It looks clunky as .htm (and in Word) but once uploaded the formatting gets sorted out quite nicely.

I've previewed my paper and it's good enough. I notice the links in the abstract are displaying bold and italicized but not underlined (two out of three ain't bad!) which discriminates them nicely from the plain text:

While it's not perfect, the theme of this post is to "git r' dun" so I'm going to resist the temptation to get anal at this late stage and instead select the PROCESS UPLOADED FILES button to release the beast.

Oh, this is cool. On the third of the four upload pages you are given the option to provide "additional assets" to your paper. I was expecting to be asked for my credit card and CVV code. But no! It's a place I can drop a PDF version of the checklist, to compliment the one that already resides on Dropbox. Nice.

All that remains to do is notify anyone I want to review the paper - no thanks, I'll keep it a secret ;-) - and.... Voila! Success!!!!

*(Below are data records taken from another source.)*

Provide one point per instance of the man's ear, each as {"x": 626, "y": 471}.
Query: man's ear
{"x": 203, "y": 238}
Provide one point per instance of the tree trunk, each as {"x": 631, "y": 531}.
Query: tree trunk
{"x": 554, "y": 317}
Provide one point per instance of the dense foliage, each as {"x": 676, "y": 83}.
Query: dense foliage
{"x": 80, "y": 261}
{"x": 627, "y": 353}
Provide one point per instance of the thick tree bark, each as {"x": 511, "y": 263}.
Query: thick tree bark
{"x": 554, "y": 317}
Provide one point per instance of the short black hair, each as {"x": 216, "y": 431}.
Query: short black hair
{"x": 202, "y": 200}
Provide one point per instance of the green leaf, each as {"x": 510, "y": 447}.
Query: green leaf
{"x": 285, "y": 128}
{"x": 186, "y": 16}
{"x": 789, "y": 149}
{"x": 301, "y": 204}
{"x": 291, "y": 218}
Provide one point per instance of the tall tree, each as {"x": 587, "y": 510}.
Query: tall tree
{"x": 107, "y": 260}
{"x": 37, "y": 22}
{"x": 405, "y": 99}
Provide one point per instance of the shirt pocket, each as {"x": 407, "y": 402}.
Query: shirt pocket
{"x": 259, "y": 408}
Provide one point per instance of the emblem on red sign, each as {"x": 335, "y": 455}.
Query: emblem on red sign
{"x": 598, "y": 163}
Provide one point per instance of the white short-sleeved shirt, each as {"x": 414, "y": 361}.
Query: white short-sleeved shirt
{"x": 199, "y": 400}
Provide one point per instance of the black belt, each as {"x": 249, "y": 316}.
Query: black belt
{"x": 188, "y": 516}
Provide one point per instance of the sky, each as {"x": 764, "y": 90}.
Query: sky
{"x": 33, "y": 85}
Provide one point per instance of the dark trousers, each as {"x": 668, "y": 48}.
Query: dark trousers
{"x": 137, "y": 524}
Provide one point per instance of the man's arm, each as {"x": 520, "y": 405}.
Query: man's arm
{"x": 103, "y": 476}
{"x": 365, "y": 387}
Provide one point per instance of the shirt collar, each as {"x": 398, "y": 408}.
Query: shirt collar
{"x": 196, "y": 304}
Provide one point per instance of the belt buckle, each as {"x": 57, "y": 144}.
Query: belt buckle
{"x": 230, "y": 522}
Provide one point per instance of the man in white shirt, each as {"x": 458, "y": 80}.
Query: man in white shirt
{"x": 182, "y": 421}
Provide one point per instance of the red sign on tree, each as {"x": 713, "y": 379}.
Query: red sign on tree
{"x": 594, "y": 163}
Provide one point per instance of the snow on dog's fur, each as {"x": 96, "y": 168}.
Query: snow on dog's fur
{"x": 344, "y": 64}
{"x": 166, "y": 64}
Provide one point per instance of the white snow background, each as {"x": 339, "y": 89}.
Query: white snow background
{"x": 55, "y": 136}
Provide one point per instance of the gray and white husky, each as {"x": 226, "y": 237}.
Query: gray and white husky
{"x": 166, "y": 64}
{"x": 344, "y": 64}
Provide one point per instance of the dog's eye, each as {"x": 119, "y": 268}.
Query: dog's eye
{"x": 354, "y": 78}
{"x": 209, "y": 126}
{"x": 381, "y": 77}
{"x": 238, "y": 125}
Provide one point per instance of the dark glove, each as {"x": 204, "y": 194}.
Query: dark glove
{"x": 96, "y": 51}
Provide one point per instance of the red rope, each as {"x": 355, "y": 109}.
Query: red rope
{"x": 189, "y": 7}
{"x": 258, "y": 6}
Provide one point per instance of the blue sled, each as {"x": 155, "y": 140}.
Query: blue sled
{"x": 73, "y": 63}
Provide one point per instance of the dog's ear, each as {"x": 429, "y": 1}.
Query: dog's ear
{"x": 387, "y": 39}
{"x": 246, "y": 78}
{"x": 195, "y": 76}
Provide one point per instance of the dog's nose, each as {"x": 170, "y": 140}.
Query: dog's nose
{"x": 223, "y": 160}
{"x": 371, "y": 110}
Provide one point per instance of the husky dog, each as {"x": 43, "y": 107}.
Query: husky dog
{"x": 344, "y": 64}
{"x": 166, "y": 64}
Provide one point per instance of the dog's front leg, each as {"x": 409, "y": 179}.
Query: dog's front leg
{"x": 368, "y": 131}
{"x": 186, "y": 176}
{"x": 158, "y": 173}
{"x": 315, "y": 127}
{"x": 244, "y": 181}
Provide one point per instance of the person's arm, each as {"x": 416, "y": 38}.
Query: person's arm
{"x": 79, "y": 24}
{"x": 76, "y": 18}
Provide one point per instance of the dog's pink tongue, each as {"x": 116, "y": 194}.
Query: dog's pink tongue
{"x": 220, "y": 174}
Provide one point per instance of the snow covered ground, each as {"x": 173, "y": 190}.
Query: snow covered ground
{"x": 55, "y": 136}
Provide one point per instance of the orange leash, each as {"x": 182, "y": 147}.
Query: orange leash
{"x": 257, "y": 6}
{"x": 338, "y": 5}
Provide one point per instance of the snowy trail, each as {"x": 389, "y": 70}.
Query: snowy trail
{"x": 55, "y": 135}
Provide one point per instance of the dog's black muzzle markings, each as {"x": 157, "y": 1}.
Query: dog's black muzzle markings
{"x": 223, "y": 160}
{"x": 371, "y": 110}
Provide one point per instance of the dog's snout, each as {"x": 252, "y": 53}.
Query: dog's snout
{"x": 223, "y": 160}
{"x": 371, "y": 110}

The new paper is now live right here. I've checked that the links and the downloadable PDF work properly but I'll leave any more strenuous proofreading and corrections for a later date. Likewise, I'll wait on assigning a DOI because I don't see the button that was there when I used it a month ago on another post. For now, then, it's a wrap.

  1. So I spent some of the weekend proofreading and getting the new paper ready for assignment of the DOI. I spotted that one of my keywords, "fMRI" had vanished and checked with Josh. Turns out capital letters aren't yet permitted and so the term vanished. Josh reinstated "fmri" for me because I was unable to do it myself. A note to this effect will be forthcoming on the instructions, I'm told.

    To revise the draft version I had to select both the .htm file and image001.jpg simultaneously (Command button on a Mac). If you upload only your .htm file and don't re-upload the image files then you end up with link text and no actual image(s). I then deleted the draft "Additional Assets" and uploaded a new version. And then I hit the Archive button to assign a DOI and fix the post for eternity.